Thursday, August 4, 2011

Nothing Like A Herd Of Fat Chicks Sake Bombing

After getting ready to leave the wonderful land of all you can eat sushi last night, I turn to my left and notice a disturbance. Well I actually smelt the perfume and cigarettes first but then I turned and noticed the herd of stampeding buffalo. Let me tell you, it was quite the site.

Of course they get there and are being obnoxious right from the get go. You're all fat, stop drawing more attention to yourself than there already is. Also, stop taking pictures of yourselves with the flash on in a place that is adequately lit for pictures. Do you know how annoying it is when you notice a camera flash go off while you're just minding your own business? It's as annoying as your parents are when they ask you four million questions before you're about to leave your house.

Then they have to ask for the chop sticks as loud as they possibly can instead of just sucking it up and dropping the sake into the beer and drinking it. No, that's not good enough for these wooly mammoths. They need the chop sticks so they can obnoxiously bang on the table and draw more attention to themselves. Needless to say that when they banged on the table I thought the building was going to collapse.

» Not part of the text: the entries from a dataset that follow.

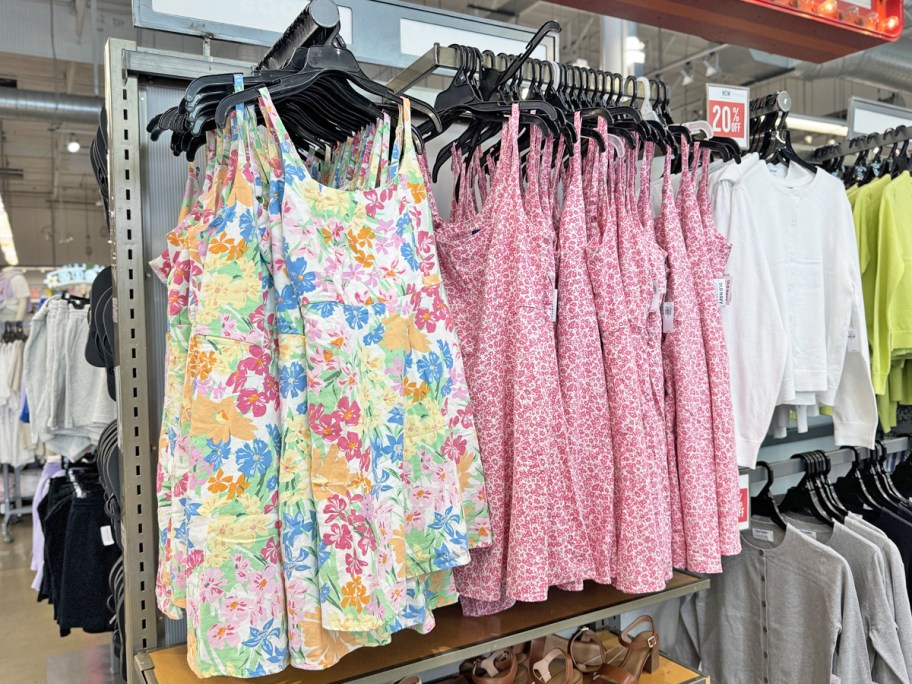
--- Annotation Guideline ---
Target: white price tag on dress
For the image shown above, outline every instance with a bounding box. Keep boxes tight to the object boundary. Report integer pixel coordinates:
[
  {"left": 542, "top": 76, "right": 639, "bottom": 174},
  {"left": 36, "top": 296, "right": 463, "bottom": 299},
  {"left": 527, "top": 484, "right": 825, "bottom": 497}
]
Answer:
[
  {"left": 662, "top": 301, "right": 675, "bottom": 333},
  {"left": 552, "top": 287, "right": 558, "bottom": 323},
  {"left": 100, "top": 525, "right": 115, "bottom": 547}
]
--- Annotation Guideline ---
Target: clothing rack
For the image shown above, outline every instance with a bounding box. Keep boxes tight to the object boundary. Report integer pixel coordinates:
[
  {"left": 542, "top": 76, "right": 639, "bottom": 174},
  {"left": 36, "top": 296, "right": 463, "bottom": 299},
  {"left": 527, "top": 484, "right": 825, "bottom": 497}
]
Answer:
[
  {"left": 749, "top": 90, "right": 792, "bottom": 119},
  {"left": 255, "top": 0, "right": 342, "bottom": 70},
  {"left": 747, "top": 436, "right": 911, "bottom": 483},
  {"left": 811, "top": 125, "right": 912, "bottom": 164},
  {"left": 386, "top": 41, "right": 653, "bottom": 103}
]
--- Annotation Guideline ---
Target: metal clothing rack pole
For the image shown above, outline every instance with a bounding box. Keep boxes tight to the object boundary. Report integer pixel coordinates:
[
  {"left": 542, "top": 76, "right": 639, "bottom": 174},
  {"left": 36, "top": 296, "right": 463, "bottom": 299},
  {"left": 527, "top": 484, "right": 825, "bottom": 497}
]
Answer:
[
  {"left": 747, "top": 436, "right": 912, "bottom": 483},
  {"left": 811, "top": 125, "right": 912, "bottom": 164},
  {"left": 387, "top": 43, "right": 649, "bottom": 103},
  {"left": 256, "top": 0, "right": 341, "bottom": 70},
  {"left": 1, "top": 462, "right": 29, "bottom": 543}
]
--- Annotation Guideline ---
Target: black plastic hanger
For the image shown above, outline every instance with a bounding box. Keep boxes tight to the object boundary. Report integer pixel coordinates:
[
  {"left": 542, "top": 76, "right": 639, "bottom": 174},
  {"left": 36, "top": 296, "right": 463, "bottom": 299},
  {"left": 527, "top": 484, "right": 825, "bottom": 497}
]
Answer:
[
  {"left": 780, "top": 451, "right": 833, "bottom": 524},
  {"left": 751, "top": 461, "right": 787, "bottom": 530},
  {"left": 835, "top": 446, "right": 886, "bottom": 512}
]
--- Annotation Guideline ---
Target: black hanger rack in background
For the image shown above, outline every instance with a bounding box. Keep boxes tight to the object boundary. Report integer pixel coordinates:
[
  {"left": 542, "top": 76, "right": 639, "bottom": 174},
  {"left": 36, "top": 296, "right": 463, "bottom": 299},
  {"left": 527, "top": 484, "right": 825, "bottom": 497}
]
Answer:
[
  {"left": 811, "top": 125, "right": 912, "bottom": 185},
  {"left": 61, "top": 292, "right": 90, "bottom": 309},
  {"left": 256, "top": 0, "right": 342, "bottom": 71},
  {"left": 749, "top": 90, "right": 816, "bottom": 173}
]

I was only in their presence for about ten minutes and I wanted to shove a chopstick up my through my eyes. Word of advice. You're all like thirty years old and it's a Wednesday night. Shouldn't you be getting ready for work in the morning? No, that would make too much sense. You would rather get shithoused and show up to work the next day hungover so you can complain to your co-workers all day. This of course brings more attention to you. So it's right up your alley. Find some hot friends to go out with from now on. One DUFF is tolerable to deal with, but a group of DUFF's is impossible. That is not opinion, that is fact.